| Rentiere im Museum - Kunstversuch zu Wundertrank |
|
|
|
| Donnerstag, 04. November 2010 um 07:00 Uhr | ||
Nachts allein durch ein Museum streifen: In Berlin ist das jetzt in einer Kunstausstellung möglich. Angst vor Tieren sollte man besser nicht haben.
Berlin (dpa) - In einer Berliner Kunstausstellung sind ab Freitag zwölf lebendige Rentiere zu sehen.
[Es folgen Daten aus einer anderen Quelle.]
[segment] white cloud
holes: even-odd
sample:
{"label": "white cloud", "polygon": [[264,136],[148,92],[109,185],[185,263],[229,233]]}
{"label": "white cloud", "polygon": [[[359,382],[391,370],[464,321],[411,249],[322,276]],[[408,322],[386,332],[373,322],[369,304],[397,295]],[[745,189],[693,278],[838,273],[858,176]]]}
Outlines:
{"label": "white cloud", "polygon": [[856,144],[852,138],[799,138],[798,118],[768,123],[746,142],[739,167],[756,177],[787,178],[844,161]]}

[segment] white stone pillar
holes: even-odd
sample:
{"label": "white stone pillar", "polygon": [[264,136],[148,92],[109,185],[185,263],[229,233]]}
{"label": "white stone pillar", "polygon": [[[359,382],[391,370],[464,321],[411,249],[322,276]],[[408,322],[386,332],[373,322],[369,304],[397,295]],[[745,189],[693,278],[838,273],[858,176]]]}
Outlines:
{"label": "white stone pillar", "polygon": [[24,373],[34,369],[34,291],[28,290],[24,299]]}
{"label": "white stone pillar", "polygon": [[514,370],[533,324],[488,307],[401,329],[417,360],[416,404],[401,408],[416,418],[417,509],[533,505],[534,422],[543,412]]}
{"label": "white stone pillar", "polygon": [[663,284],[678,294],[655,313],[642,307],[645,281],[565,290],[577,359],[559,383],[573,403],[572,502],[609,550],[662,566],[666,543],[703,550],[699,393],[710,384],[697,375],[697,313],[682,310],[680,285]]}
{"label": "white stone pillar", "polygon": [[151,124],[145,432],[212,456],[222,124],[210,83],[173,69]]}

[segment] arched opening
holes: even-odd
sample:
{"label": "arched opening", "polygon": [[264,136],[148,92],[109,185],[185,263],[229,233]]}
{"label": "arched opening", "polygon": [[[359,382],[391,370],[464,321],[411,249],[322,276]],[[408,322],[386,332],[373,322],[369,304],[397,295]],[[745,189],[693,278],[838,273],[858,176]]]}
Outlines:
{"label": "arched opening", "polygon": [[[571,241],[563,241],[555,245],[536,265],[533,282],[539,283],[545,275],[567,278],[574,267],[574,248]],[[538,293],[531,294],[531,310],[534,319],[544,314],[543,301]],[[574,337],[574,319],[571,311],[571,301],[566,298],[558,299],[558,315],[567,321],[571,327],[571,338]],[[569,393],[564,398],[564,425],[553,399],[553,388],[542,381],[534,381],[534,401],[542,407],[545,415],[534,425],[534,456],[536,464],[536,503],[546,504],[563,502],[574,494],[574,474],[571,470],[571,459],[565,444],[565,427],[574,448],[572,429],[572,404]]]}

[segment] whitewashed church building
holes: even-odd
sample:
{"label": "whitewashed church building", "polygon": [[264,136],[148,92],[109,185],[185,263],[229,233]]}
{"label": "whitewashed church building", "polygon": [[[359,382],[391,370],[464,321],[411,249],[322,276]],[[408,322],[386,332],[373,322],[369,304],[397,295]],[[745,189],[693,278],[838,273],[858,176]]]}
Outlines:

Sie gehören zur Installation «Soma», die der deutsche Künstler Carsten Höller für die große Halle im Hamburger Bahnhof entworfen hat. Außerdem tummeln sich dort 24 Kanarienvögel, acht Mäuse und zwei Fliegen. Zu sehen sind auch echte und nachgebaute Fliegenpilze - im Kühlschrank und als Skulptur. Und: Für 1000 Euro die Nacht können zwei Besucher auf einer Empore über den Tieren schlafen und haben das Museum für Gegenwartskunst für sich allein.
Höller will dem Mythos von Soma nachspüren, einem uralten Trank, der Erkenntnis und Zugang zu göttlichen Sphären gebracht haben soll. Möglich ist, dass er aus Fliegenpilzen gewonnen wurde. Höller, habilitierter Agrarwissenschaftler, stellt die These auf, dass er Urin von Rentieren sein könnte, die diese Pilze gefressen haben.
Was genau sein Experiment im Museum ist, lässt der Künstler bewusst offen. «Es geht um das Nachdenken», sagte Höller am Mittwoch. Es soll kein wissenschaftlicher Versuch sein, sondern die Fantasie der Besucher anregen. «Man wird sofort in dieses Bild hineingezogen», so der Direktor der Nationalgalerie, Udo Kittelmann. Höller: «Mir reicht es auch, wenn ein Kind reinkommt und die Rentiere toll findet.»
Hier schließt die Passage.